The Model Context Protocol has taken over the AI tooling ecosystem. It's in Claude, it's in Cursor, it's in dozens of IDEs and agent frameworks. MCP is winning. And I'm increasingly worried about the thing nobody talks about: how much context window it eats.
Every MCP server you connect exposes tool definitions. Each tool has a name, description, parameter schema, and often examples. A typical MCP server with 10-15 tools adds 2,000-5,000 tokens to your context window just from tool definitions. Connect three or four MCP servers and you've burned 10,000-20,000 tokens before the conversation even starts.
That's a significant chunk of your context window devoted to telling the model about capabilities it might not even use in this conversation. If you have a 128K context window, 20K tokens of tool definitions is manageable. If you're on a smaller model with 32K context, it's crippling.
Apideck CLI takes a different approach. Instead of exposing full tool schemas in the context, it provides a lightweight command-line interface that the agent can invoke. The tool definitions are minimal - essentially just the command name and a one-line description. The full documentation lives outside the context window, accessible on demand.
The context savings are dramatic. Where a full MCP integration might use 5,000 tokens for a set of API tools, Apideck's approach uses a few hundred. That's an order of magnitude difference.

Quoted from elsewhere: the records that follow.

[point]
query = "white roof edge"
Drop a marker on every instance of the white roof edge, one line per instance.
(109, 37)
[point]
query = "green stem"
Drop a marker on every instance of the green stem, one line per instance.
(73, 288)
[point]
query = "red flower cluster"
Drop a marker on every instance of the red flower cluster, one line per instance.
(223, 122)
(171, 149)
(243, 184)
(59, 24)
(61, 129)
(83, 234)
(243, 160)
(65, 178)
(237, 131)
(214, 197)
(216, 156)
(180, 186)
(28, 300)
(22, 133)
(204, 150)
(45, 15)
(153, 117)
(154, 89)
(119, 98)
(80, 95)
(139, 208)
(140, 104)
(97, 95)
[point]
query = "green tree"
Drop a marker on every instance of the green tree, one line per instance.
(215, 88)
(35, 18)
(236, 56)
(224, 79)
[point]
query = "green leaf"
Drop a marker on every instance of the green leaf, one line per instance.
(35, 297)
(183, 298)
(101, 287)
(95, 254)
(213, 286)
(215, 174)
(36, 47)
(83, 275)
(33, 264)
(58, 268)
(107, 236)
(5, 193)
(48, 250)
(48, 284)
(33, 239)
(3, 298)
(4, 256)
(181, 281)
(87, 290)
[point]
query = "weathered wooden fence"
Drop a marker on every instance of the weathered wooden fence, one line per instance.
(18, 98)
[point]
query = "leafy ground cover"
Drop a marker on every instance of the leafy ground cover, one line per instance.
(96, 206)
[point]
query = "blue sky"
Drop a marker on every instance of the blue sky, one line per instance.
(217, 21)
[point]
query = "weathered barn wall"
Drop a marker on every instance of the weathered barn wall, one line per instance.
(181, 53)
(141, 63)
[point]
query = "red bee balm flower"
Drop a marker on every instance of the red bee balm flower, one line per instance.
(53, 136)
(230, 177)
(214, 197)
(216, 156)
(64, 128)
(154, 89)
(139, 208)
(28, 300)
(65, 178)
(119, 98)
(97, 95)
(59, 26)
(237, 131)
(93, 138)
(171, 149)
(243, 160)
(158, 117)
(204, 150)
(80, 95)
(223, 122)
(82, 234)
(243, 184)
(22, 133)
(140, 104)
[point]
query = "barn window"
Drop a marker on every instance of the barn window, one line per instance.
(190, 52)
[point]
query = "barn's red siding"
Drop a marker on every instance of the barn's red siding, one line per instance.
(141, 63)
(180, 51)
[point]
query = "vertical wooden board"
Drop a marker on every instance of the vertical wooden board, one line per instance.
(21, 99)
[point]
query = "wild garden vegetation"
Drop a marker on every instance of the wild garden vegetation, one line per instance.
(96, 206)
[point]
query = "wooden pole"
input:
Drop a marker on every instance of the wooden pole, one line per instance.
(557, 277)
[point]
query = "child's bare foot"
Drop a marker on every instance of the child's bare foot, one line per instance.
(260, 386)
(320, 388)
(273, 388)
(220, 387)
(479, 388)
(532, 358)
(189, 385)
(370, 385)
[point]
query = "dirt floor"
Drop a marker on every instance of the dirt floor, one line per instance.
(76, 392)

The tradeoff is obvious: less information in context means the model has less to work with when deciding how to use a tool. It might make more mistakes. It might need to check the documentation more often. But in practice, for well-designed CLIs with intuitive command names, the model figures it out with minimal context.
I think this tradeoff calculation is going to become increasingly important as people connect more tools to their AI assistants. The MCP ecosystem is growing fast. Every SaaS product wants an MCP server. Every database wants an MCP server. Every API wants an MCP server. If you connect all the MCP servers you'd theoretically want, you'd blow your context window on tool definitions alone.
This is a real scaling problem. The current approach of "dump all tool schemas into context" works when you have five tools. It doesn't work when you have fifty. And the direction of the ecosystem is toward fifty.
There are a few possible solutions:
Dynamic tool loading. Only load tool definitions relevant to the current task. This is what some agent frameworks already do, but it requires the framework to predict which tools the agent will need, which is itself an AI problem.
Compressed tool representations. Instead of full JSON schemas with descriptions and examples, use minimal representations that the model can still understand. This is essentially what Apideck does.
Tool documentation retrieval. Keep tool definitions out of context entirely and let the agent retrieve documentation when it needs it. This adds latency but saves context.
Better context windows. The brute-force solution. If context windows keep growing, the tool definition overhead becomes proportionally smaller. But this assumes context window growth outpaces tool proliferation, which I'm not confident about.
Apideck isn't perfect. The CLI-based approach has its own overhead - spawning processes, parsing output, handling errors through stdout/stderr. And it requires the target API to have a well-designed CLI, which not all do.
But I think it's pointing at a real problem that the MCP community needs to address. Context is a finite resource. Every token spent on tool definitions is a token not available for actual work. As the tool ecosystem grows, this budget pressure will intensify.
The MCP specification should probably include provisions for tiered tool disclosure - minimal descriptions by default, full schemas on request. That would let agents operate efficiently with many tools while still having access to detailed information when they need it.
For now, if you're building agents that connect to many tools and you're hitting context limits, Apideck's approach is worth studying. Context efficiency is going to be a competitive advantage in agent design.